Group Information Geometry Approach for Ultra-Massive MIMO Signal Detection
Jiyuan Yang, Yan Chen, Xiqi Gao, Xiang-Gen Xia, Dirk Slock
TL;DR
GIGA reframes ultra-massive MIMO signal detection as an approximate marginals problem under an information-geometry lens. By grouping received-signal components into auxiliary manifolds and performing $m$-projections onto an independent-component objective manifold, it yields tractable approximate marginals used in MPM detection. The method introduces a Berry-Esseen-based approximation to compute $m$-projections efficiently, offering favorable BER performance with scalable per-iteration complexity; the grouping level $U$ trades off convergence speed and cost, with practical settings delivering improvements over state-of-the-art detectors.
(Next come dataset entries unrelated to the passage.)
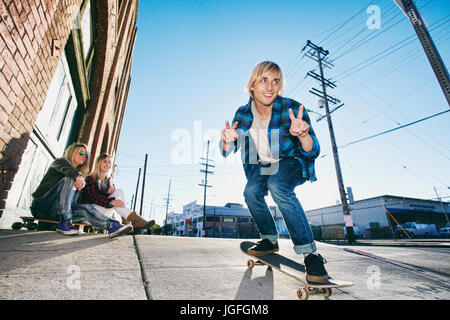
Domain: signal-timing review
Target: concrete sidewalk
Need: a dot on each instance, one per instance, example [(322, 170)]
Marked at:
[(47, 265)]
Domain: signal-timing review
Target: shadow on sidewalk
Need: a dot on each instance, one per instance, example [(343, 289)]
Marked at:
[(23, 249)]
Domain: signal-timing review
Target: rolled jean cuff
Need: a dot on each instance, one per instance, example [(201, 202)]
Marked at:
[(305, 248), (271, 237)]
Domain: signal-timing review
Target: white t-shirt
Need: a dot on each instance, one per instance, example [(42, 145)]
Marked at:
[(258, 131)]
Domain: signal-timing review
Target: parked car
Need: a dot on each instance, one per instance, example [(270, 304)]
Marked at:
[(445, 232), (417, 230)]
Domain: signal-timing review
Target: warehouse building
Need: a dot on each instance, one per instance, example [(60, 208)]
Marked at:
[(378, 217)]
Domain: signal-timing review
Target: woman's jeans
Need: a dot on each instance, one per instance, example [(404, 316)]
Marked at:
[(280, 179), (112, 213), (57, 204)]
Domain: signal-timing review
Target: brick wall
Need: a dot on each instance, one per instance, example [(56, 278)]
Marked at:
[(33, 34), (30, 46)]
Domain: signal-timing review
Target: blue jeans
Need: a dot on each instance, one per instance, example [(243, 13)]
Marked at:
[(281, 182), (57, 204)]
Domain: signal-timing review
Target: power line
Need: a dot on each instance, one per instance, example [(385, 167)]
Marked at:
[(394, 129)]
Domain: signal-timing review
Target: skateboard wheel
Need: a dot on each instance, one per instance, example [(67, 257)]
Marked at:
[(303, 293), (17, 225), (327, 292), (32, 226)]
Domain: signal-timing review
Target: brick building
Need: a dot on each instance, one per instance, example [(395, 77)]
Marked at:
[(64, 77)]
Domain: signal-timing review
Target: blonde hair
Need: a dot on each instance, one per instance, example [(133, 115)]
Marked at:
[(96, 172), (260, 70), (70, 153)]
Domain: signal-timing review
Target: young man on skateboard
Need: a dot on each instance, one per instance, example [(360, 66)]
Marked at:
[(278, 149)]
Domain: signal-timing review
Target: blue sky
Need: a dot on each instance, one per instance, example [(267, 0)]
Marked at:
[(191, 63)]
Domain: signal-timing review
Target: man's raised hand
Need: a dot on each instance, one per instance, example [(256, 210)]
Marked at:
[(299, 128), (229, 134)]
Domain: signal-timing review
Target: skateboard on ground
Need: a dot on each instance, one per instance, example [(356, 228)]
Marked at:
[(294, 270), (28, 222)]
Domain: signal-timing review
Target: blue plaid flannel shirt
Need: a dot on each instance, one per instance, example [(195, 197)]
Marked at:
[(282, 143)]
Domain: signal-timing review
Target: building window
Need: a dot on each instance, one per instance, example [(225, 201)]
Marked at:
[(212, 219), (86, 31)]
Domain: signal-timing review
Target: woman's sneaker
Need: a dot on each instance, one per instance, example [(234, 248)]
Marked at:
[(66, 228), (263, 247), (315, 270), (116, 229)]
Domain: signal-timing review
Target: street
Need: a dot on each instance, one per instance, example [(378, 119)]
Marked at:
[(46, 265)]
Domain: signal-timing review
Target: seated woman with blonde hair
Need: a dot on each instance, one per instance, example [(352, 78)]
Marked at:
[(54, 197), (102, 194)]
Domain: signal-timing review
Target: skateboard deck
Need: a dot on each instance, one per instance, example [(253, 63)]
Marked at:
[(294, 270), (28, 222)]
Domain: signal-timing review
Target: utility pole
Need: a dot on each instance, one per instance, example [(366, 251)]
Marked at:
[(137, 187), (317, 54), (167, 201), (205, 183), (143, 185), (409, 9)]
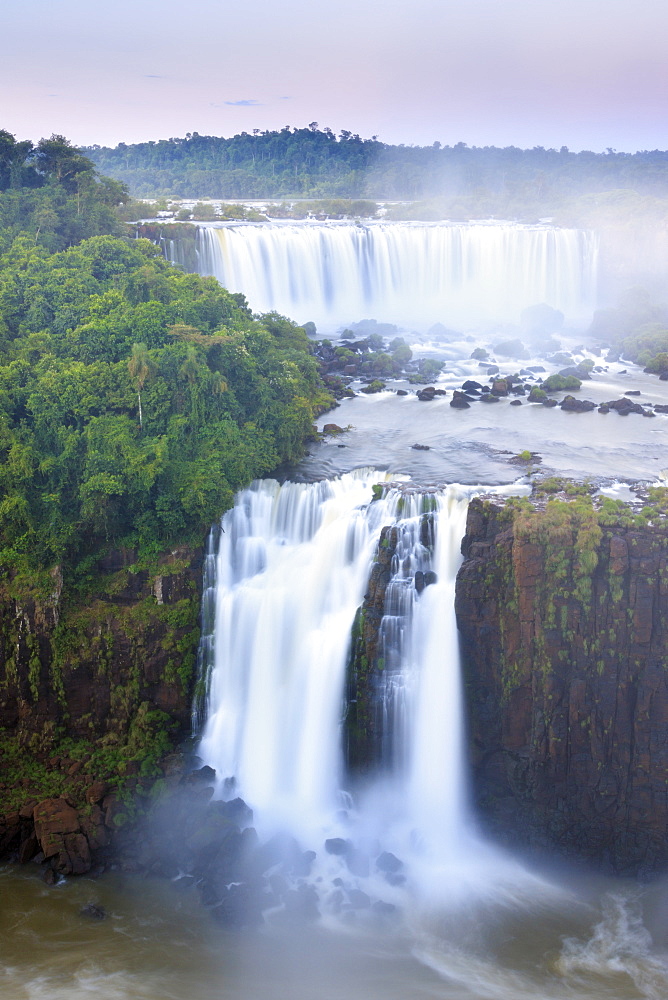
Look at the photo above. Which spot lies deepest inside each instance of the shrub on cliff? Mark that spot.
(91, 335)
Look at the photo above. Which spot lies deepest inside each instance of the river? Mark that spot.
(469, 921)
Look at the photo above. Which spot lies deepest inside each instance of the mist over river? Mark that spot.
(468, 921)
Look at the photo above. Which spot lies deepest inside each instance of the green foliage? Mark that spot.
(450, 181)
(53, 193)
(134, 399)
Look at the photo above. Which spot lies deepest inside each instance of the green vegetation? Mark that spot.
(312, 162)
(53, 194)
(134, 400)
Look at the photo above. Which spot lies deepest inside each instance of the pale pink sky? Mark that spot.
(582, 73)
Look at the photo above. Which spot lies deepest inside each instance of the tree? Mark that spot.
(138, 366)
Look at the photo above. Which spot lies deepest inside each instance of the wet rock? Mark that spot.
(240, 906)
(236, 810)
(28, 849)
(358, 863)
(358, 899)
(388, 862)
(337, 845)
(460, 401)
(302, 904)
(384, 909)
(96, 792)
(624, 406)
(302, 865)
(59, 834)
(573, 405)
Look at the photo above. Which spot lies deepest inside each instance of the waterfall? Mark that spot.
(414, 274)
(292, 568)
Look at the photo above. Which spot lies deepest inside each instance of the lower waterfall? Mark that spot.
(292, 568)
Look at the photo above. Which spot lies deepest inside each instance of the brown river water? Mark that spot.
(585, 938)
(600, 938)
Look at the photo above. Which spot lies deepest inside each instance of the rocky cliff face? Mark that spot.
(86, 664)
(563, 613)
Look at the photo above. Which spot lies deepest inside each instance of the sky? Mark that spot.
(587, 74)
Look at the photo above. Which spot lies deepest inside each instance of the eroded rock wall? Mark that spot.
(563, 617)
(85, 664)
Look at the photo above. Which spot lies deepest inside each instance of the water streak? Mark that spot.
(414, 274)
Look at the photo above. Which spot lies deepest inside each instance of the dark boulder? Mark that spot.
(388, 862)
(460, 401)
(573, 405)
(337, 845)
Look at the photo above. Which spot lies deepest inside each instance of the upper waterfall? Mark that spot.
(414, 274)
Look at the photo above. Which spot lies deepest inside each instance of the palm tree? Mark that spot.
(138, 366)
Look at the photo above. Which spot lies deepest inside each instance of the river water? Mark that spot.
(472, 922)
(605, 940)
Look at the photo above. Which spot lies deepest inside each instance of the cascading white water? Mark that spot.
(292, 567)
(415, 274)
(293, 564)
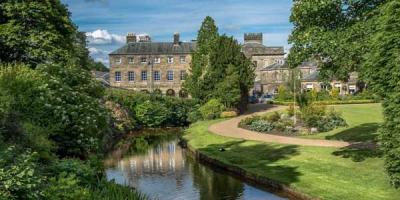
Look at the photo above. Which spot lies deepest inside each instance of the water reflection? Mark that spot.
(159, 167)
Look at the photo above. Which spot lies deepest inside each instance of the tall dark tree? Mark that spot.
(219, 69)
(206, 38)
(363, 36)
(34, 32)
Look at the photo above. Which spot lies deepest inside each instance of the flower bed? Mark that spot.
(309, 120)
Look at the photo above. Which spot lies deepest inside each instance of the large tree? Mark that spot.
(355, 35)
(219, 69)
(206, 38)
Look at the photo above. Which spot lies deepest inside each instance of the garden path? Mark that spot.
(229, 128)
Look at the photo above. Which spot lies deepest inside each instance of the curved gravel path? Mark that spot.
(229, 128)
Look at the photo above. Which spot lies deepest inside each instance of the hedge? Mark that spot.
(333, 102)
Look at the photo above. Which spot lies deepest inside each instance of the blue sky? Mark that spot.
(108, 21)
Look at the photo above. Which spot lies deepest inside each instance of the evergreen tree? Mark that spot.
(382, 67)
(206, 37)
(362, 36)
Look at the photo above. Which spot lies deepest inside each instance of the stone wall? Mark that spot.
(137, 67)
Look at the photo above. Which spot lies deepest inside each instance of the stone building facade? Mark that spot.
(143, 65)
(352, 86)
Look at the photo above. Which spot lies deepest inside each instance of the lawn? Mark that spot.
(363, 121)
(325, 173)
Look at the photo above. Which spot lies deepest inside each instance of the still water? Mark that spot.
(157, 166)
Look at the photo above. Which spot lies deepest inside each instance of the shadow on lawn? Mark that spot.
(361, 133)
(259, 158)
(363, 138)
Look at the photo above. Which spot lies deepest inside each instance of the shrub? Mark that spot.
(19, 177)
(212, 109)
(274, 117)
(106, 190)
(65, 187)
(228, 114)
(151, 114)
(195, 116)
(82, 171)
(249, 120)
(261, 126)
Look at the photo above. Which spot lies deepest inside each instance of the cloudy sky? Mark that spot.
(106, 22)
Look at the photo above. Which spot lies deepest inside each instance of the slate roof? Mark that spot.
(275, 66)
(253, 48)
(311, 77)
(103, 77)
(157, 48)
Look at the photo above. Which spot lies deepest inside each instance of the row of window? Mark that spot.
(156, 76)
(143, 60)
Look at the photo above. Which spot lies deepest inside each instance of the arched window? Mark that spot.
(183, 94)
(157, 91)
(170, 92)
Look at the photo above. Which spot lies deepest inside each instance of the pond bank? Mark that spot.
(316, 172)
(157, 166)
(275, 186)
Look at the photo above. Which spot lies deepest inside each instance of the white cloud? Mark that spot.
(103, 37)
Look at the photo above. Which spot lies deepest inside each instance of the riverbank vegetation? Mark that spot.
(355, 36)
(325, 173)
(53, 121)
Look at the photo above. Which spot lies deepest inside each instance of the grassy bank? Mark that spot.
(326, 173)
(363, 121)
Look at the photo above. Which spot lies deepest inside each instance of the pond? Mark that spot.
(159, 167)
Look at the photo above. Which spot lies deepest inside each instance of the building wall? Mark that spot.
(137, 67)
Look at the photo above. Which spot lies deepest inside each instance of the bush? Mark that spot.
(261, 126)
(82, 171)
(65, 187)
(111, 191)
(19, 177)
(212, 109)
(274, 117)
(229, 114)
(249, 120)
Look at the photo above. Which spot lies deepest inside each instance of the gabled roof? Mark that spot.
(253, 48)
(311, 77)
(160, 48)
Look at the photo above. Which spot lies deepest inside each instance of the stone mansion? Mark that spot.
(144, 65)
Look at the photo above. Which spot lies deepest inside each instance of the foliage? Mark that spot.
(362, 36)
(64, 187)
(170, 111)
(228, 114)
(112, 191)
(152, 114)
(261, 126)
(219, 69)
(19, 178)
(212, 109)
(249, 120)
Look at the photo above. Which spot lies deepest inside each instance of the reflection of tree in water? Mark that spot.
(213, 185)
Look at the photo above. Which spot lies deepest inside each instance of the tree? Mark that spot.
(206, 38)
(219, 69)
(362, 36)
(382, 67)
(34, 32)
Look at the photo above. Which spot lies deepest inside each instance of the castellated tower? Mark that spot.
(253, 38)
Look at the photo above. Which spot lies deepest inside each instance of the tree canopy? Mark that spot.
(219, 70)
(362, 36)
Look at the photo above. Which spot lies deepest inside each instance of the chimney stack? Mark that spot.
(130, 38)
(176, 39)
(253, 38)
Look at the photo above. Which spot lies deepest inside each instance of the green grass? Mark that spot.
(326, 173)
(363, 121)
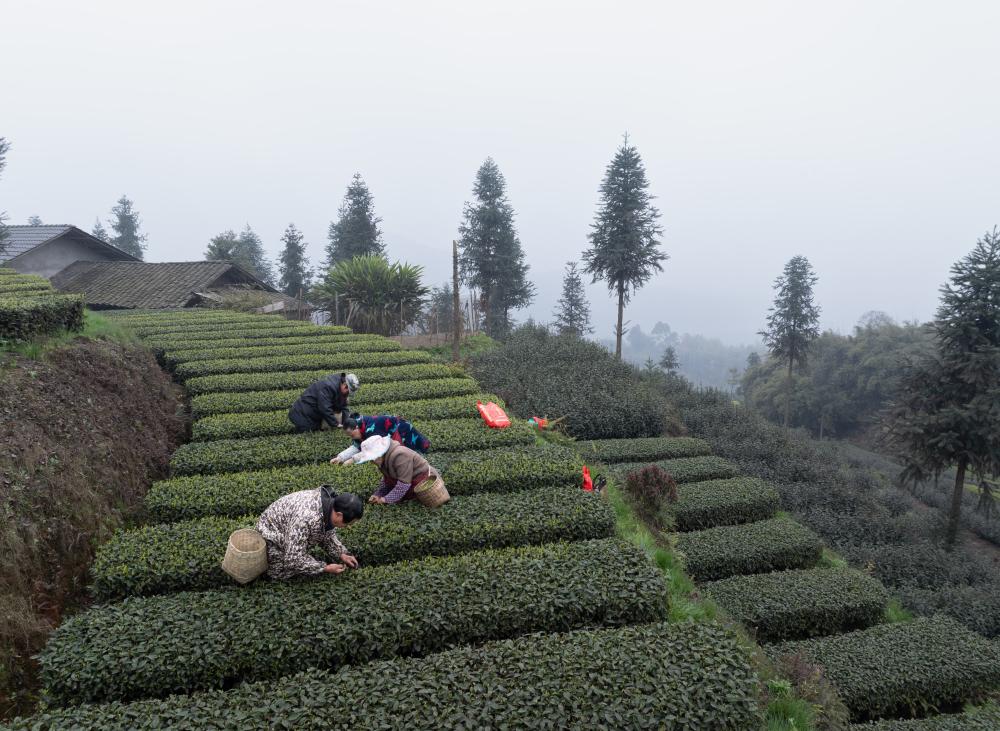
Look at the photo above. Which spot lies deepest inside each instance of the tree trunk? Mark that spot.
(456, 305)
(621, 316)
(956, 505)
(788, 393)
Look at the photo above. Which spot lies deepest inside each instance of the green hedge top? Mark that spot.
(751, 548)
(183, 556)
(467, 473)
(331, 362)
(154, 646)
(904, 669)
(281, 380)
(646, 448)
(264, 423)
(235, 455)
(697, 675)
(799, 604)
(369, 393)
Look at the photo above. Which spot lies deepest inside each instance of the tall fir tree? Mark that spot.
(356, 231)
(492, 259)
(99, 232)
(945, 414)
(794, 320)
(125, 223)
(4, 149)
(293, 264)
(624, 239)
(573, 311)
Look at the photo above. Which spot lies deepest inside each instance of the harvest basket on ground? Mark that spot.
(246, 555)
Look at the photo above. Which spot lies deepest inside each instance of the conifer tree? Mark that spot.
(794, 320)
(945, 414)
(624, 239)
(356, 231)
(125, 223)
(492, 260)
(293, 264)
(99, 232)
(573, 312)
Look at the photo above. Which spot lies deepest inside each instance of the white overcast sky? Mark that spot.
(863, 135)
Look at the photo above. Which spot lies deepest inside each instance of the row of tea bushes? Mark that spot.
(267, 423)
(179, 643)
(696, 675)
(752, 548)
(182, 556)
(280, 380)
(210, 404)
(712, 503)
(801, 604)
(330, 362)
(467, 473)
(903, 669)
(235, 455)
(649, 449)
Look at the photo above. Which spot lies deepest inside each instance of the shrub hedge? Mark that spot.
(263, 423)
(600, 397)
(752, 548)
(234, 455)
(22, 318)
(649, 449)
(370, 393)
(799, 604)
(712, 503)
(182, 556)
(696, 675)
(903, 669)
(301, 379)
(466, 473)
(154, 646)
(683, 469)
(355, 345)
(331, 362)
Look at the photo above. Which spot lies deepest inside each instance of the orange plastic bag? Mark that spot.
(493, 415)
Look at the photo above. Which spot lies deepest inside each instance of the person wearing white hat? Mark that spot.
(402, 469)
(325, 401)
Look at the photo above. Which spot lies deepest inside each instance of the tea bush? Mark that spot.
(173, 358)
(182, 556)
(154, 646)
(649, 449)
(301, 379)
(369, 393)
(264, 423)
(465, 473)
(904, 669)
(330, 362)
(541, 374)
(751, 548)
(712, 503)
(697, 675)
(683, 469)
(22, 318)
(234, 455)
(800, 604)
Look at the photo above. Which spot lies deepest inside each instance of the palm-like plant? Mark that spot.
(371, 295)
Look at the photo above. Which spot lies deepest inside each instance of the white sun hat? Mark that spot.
(371, 448)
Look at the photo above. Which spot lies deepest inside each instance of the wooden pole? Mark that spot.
(456, 305)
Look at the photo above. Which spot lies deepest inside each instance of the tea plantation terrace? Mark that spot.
(506, 603)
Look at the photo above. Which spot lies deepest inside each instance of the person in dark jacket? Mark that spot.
(360, 427)
(325, 401)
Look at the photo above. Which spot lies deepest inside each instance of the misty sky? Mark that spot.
(864, 135)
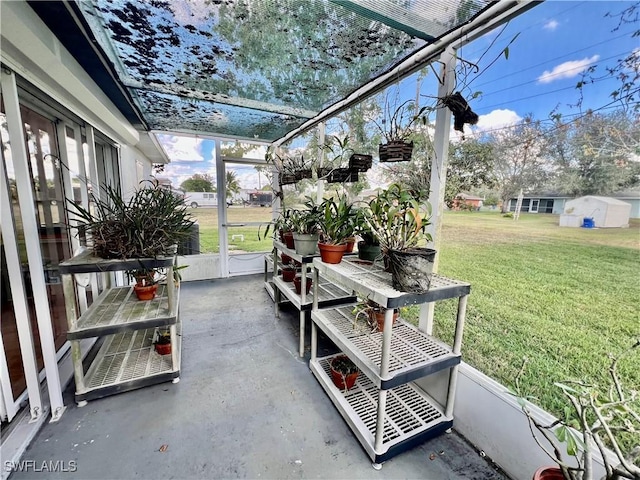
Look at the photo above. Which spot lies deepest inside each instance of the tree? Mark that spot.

This group-geometry framework provides a scalable, high-performance detector for ultra-massive MIMO systems and can extend to varying group sizes."
Abstract
We propose a group information geometry approach (GIGA) for ultra-massive multiple-input multiple-output (MIMO) signal detection. The signal detection task is framed as computing the approximate marginals of the a posteriori distribution of the transmitted data symbols of all users. With the approximate marginals, we perform the maximization of the {\textsl{a posteriori}} marginals (MPM) detection to recover the symbol of each user. Based on the information geometry theory and the grouping of the components of the received signal, three types of manifolds are constructed and the approximate a posteriori marginals are obtained through m-projections. The Berry-Esseen theorem is introduced to offer an approximate calculation of the m-projection, while its direct calculation is exponentially complex. In most cases, more groups, less complexity of GIGA. However, when the number of groups exceeds a certain threshold, the complexity of GIGA starts to increase. Simulation results confirm that the proposed GIGA achieves better bit error rate (BER) performance within a small number of iterations, which demonstrates that it can serve as an efficient detection method in ultra-massive MIMO systems.